Eso dejó al sucesor de Greenspan en una situación muy complicada. Agotadas en poco tiempo sus municiones, cuando se declaró la Gran Crisis a fines de 2008, el expresidente de la Reserva Federal, Ben Bernanke, adoptó la nueva cura milagrosa (la flexibilización cuantitativa), un poderoso antídoto para mercados en problemas que resultó ineficaz como herramienta para borrar el rojo de las cuentas de los consumidores y dar un verdadero estímulo a la demanda agregada.

La famosa promesa formulada en 2012 por el presidente del Banco Central Europeo, Mario Draghi de hacer “lo que fuera necesario” para defender al euro llevó al BCE por el mismo camino: primero tipo de interés cero, después flexibilización cuantitativa y ahora tasas de referencia negativas. Del mismo modo, el director del Banco de Japón, Haruhiko Kuroda insiste en que la denominada FCC (flexibilización cuantitativa y cualitativa) puso fin a una deflación destructiva; pero ahora decidió adoptar las tasas negativas y postergó para mediados de 2017 la meta de 2% de inflación del Banco de Japón.

Está por verse que la Reserva Federal sea capaz de resistir la tentación de las tasas negativas. Pero la mayoría de los bancos centrales importantes hoy se aferran a la falsa creencia de que no hay diferencias entre la eficacia de las tácticas convencionales de la política monetaria (que dependen de ajustes de las tasas de referencia por encima del límite de cero) y la de herramientas no convencionales como la flexibilización cuantitativa y las tasas negativas.

Ahí está el problema. En la era de la política monetaria convencional, los canales de transmisión principales eran los costos de endeudamiento y los consiguientes efectos en los sectores de la economía real más supeditados al crédito, como la construcción residencial, la industria automotriz y la inversión en capital de las empresas.

Conforme esos sectores subían y bajaban en respuesta a cambios de las tasas de referencia, ocurría a menudo que las repercusiones sistémicas (los denominados efectos multiplicador) fueran reforzadas por ganancias reales y psicológicas en los mercados de activos (efectos riqueza). Eso era entonces. En el nuevo mundo de la política monetaria no convencional, el canal de transmisión principal son los efectos riqueza en los mercados de activos.

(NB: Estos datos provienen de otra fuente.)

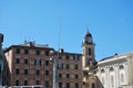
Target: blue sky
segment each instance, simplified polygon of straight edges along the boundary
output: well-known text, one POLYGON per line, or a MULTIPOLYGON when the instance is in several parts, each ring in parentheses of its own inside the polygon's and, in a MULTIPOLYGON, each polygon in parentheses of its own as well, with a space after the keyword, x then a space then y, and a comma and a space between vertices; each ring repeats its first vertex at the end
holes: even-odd
POLYGON ((133 51, 133 0, 0 0, 3 47, 24 40, 82 53, 86 29, 95 58, 133 51))

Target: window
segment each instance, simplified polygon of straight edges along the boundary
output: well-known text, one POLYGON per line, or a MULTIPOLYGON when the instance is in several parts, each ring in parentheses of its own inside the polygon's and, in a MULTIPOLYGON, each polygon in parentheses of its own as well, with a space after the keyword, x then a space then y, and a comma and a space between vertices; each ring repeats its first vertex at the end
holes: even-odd
POLYGON ((17 58, 17 59, 16 59, 16 63, 17 63, 17 64, 20 64, 20 58, 17 58))
POLYGON ((66 78, 70 78, 70 75, 69 75, 69 74, 66 74, 66 78))
POLYGON ((24 80, 24 86, 28 86, 28 80, 24 80))
POLYGON ((95 88, 95 85, 94 85, 94 84, 92 84, 92 88, 95 88))
POLYGON ((28 75, 28 69, 24 69, 24 75, 28 75))
POLYGON ((66 88, 70 88, 70 82, 66 82, 66 88))
POLYGON ((76 78, 76 79, 79 78, 79 75, 78 75, 78 74, 75 74, 75 78, 76 78))
POLYGON ((89 55, 91 55, 91 48, 89 48, 89 55))
POLYGON ((19 80, 16 80, 16 86, 19 86, 19 80))
POLYGON ((24 64, 25 64, 25 65, 28 65, 28 64, 29 64, 28 58, 25 58, 25 59, 24 59, 24 64))
POLYGON ((65 68, 66 68, 66 69, 69 69, 69 68, 70 68, 69 64, 66 64, 65 68))
POLYGON ((50 52, 49 51, 45 51, 45 56, 49 56, 50 55, 50 52))
POLYGON ((45 61, 45 66, 49 66, 49 61, 45 61))
POLYGON ((49 70, 45 70, 45 76, 48 76, 49 75, 49 70))
POLYGON ((78 65, 74 65, 74 69, 78 69, 79 67, 78 67, 78 65))
POLYGON ((79 61, 79 55, 73 55, 73 61, 79 61))
POLYGON ((59 82, 59 88, 63 88, 63 85, 62 85, 62 82, 59 82))
POLYGON ((110 68, 110 72, 113 72, 113 70, 114 70, 114 68, 113 68, 113 67, 111 67, 111 68, 110 68))
POLYGON ((66 55, 65 57, 66 57, 66 59, 69 59, 69 55, 66 55))
POLYGON ((16 54, 20 54, 20 48, 16 48, 16 54))
POLYGON ((75 82, 75 88, 79 88, 79 84, 78 82, 75 82))
POLYGON ((39 75, 40 75, 40 70, 39 70, 39 69, 37 69, 37 70, 35 70, 35 74, 39 76, 39 75))
POLYGON ((37 51, 37 55, 40 55, 40 51, 37 51))
POLYGON ((39 81, 39 80, 35 80, 35 85, 40 85, 40 81, 39 81))
POLYGON ((59 78, 62 78, 62 74, 59 74, 59 78))
POLYGON ((124 69, 124 66, 123 66, 123 65, 121 65, 121 66, 120 66, 120 69, 124 69))
POLYGON ((25 50, 24 50, 24 54, 28 54, 28 53, 29 53, 29 51, 25 48, 25 50))
POLYGON ((34 59, 34 65, 41 65, 41 59, 34 59))
POLYGON ((49 87, 49 80, 45 80, 45 88, 49 87))
POLYGON ((16 69, 16 74, 19 75, 19 73, 20 73, 20 70, 19 70, 19 68, 17 68, 17 69, 16 69))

Esta metodología produjo dos importantes complicaciones. La primera es que los bancos centrales desestimaron los riesgos de inestabilidad financiera. Excesivamente confiados por la baja inflación, aplicaron políticas monetarias demasiado flexibles que llevaron a la formación de inmensas burbujas en los mercados de crédito y activos, lo que dio lugar a enormes distorsiones en las economías reales. Cuando las burbujas estallaron, y las desequilibradas economías cayeron en recesiones de balance, los bancos centrales (que debían cumplir metas de inflación) ya estaban escasos de municiones, lo que en poco tiempo los llevó al terreno incierto del tipo de interés cero y las inyecciones de liquidez de la flexibilización cuantitativa.

En segundo lugar, los políticos, excesivamente confiados por la efervescencia de los mercados de activos, evitaron el uso de estímulos fiscales, lo que en la práctica anuló la única forma realmente efectiva de salir de una trampa de liquidez. Ante la falta de estímulo fiscal, los bancos centrales siguieron subiendo la apuesta mediante la inyección de más liquidez en mercados financieros propensos a la formación de burbujas, sin darse cuenta de que no hacían más que tratar de “empujar una cuerda”, como en los años treinta.

Las tasas negativas son todavía más problemáticas. En tiempos de persistente escasez de demanda agregada a escala mundial, introducen un nuevo conjunto de riesgos, al castigar a los bancos que no sigan prestando. Esto es el equivalente funcional de promover otra ola de “crédito zombi”: los préstamos sin racionalidad económica otorgados a deudores japoneses insolventes en los noventa. Los bancos centrales perdieron el rumbo y están en crisis. ¿Cuánto puede tardar la economía mundial en ir tras sus pasos?